Linda Sheryl Greene is the dean of Michigan State University College of Law and an MSU Foundation Professor.
Sanjay Gupta is the Eli and Edythe L. Broad dean of the Eli Broad College of Business.
Christopher P. Long is dean of the College of Arts & Letters, the Honors College, and an MSU Foundation Professor.
We are living through a societal crisis not only of health, but more deeply of ethics. Now more than ever, institutions of higher education must align our work with our values by making ethical thinking and action the center of university life.
At Michigan State University, we are challenging ourselves to look inward and to act by putting ethics at the heart of the university’s mission of advancing knowledge and transforming lives – with a special emphasis on institutional transformation.
Recently, over 200 MSU students, faculty, staff and alumni gathered in person and online for the 2021 MSU Ethics Symposium to consider how we might weave ethics into the fabric of our teaching and learning, our research and scholarship, our auxiliaries and our outreach engagement, in every decision we make and every encounter Spartans have. We listened to compelling keynote speakers, renowned leaders in academic ethics – and just as importantly, we listened to one another during a day of transformative dialogue.
The conversations gave shape to an emerging, vibrant and truly university-wide initiative in ethics that would focus on three broad areas:
- Curriculum: Ethics must be at the core of the curriculum, shaping the teaching and learning mission of the university so that it becomes more than just an abstract concept. MSU serves as a training ground for students to be able to put ethics into practice in terms of everyday life and various career paths; it is our responsibility to pursue the application of ethics through discipline-specific and context-rich settings.
- Research: Ethics must both become a central topic of focus for our research, particularly in areas like food and nutrition, health and well-being, sustainability, and emerging technologies. While MSU is an established leader in bioethics and medical humanities and is pursuing ethical issues in other areas of study, ethics must be at the center of what we do and become a driving force in the way we undertake research in every lab and studio, every field station and grant application.
- Institutional transformation: A commitment to ethical behavior and character in our everyday encounters must be a catalyst for institutional transformation. Not only do we intend for MSU to be known internationally for the highest standards of ethical integrity, but also that each person associated or engaged with MSU should directly experience the depth of our commitment to ethical conduct.
The symposium itself demonstrated what can happen when researchers, educators, students, staff, alumni and administrators from across the university come together for a common purpose. Such an authentic ethics initiative could transform our university culture. But we must live it in our relationships with one another and embody it in the practices we undertake every day as Spartans.
The goal is to integrate ethics into the life of the university in ways that effectively engage students, faculty, staff and the public in uncovering the moral standards that regulate right and immoral conduct, shape ethical habits and establish our shared duties to one another and the communities in which we live.
We ask others to join us as we embark down this path to establish MSU as a true leader in the theory and practice of ethics locally and globally.
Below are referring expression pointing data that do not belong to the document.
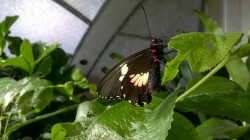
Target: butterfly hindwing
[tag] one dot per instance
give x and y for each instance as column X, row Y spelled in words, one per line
column 128, row 80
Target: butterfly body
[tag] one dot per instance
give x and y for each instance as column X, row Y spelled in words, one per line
column 136, row 77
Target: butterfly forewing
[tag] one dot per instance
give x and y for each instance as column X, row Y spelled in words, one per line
column 117, row 82
column 135, row 78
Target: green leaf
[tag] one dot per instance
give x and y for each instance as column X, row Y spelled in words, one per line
column 34, row 95
column 77, row 75
column 182, row 129
column 120, row 121
column 160, row 117
column 210, row 25
column 203, row 51
column 243, row 51
column 41, row 51
column 25, row 61
column 172, row 68
column 187, row 73
column 215, row 128
column 86, row 113
column 219, row 96
column 68, row 86
column 8, row 91
column 4, row 30
column 117, row 57
column 236, row 68
column 17, row 62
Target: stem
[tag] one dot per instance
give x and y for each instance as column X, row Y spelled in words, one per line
column 211, row 73
column 41, row 117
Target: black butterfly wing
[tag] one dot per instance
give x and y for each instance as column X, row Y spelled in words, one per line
column 128, row 80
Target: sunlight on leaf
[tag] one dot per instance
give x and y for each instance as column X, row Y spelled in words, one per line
column 219, row 96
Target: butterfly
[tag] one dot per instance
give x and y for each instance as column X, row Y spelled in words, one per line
column 136, row 77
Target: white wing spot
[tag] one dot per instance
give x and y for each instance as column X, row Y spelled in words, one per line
column 139, row 79
column 124, row 70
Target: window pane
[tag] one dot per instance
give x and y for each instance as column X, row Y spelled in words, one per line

If you would like to be a part of this transformation, we invite you to respond to this survey so we can learn more about where our community sees our path forward.
We have an opportunity to bring the full weight of our historical, disciplinary and administrative expertise from every office and position to bear on the commitment to make an MSU education synonymous with ethical thinking and action.
Now is the moment to put ethics at the heart of the MSU mission.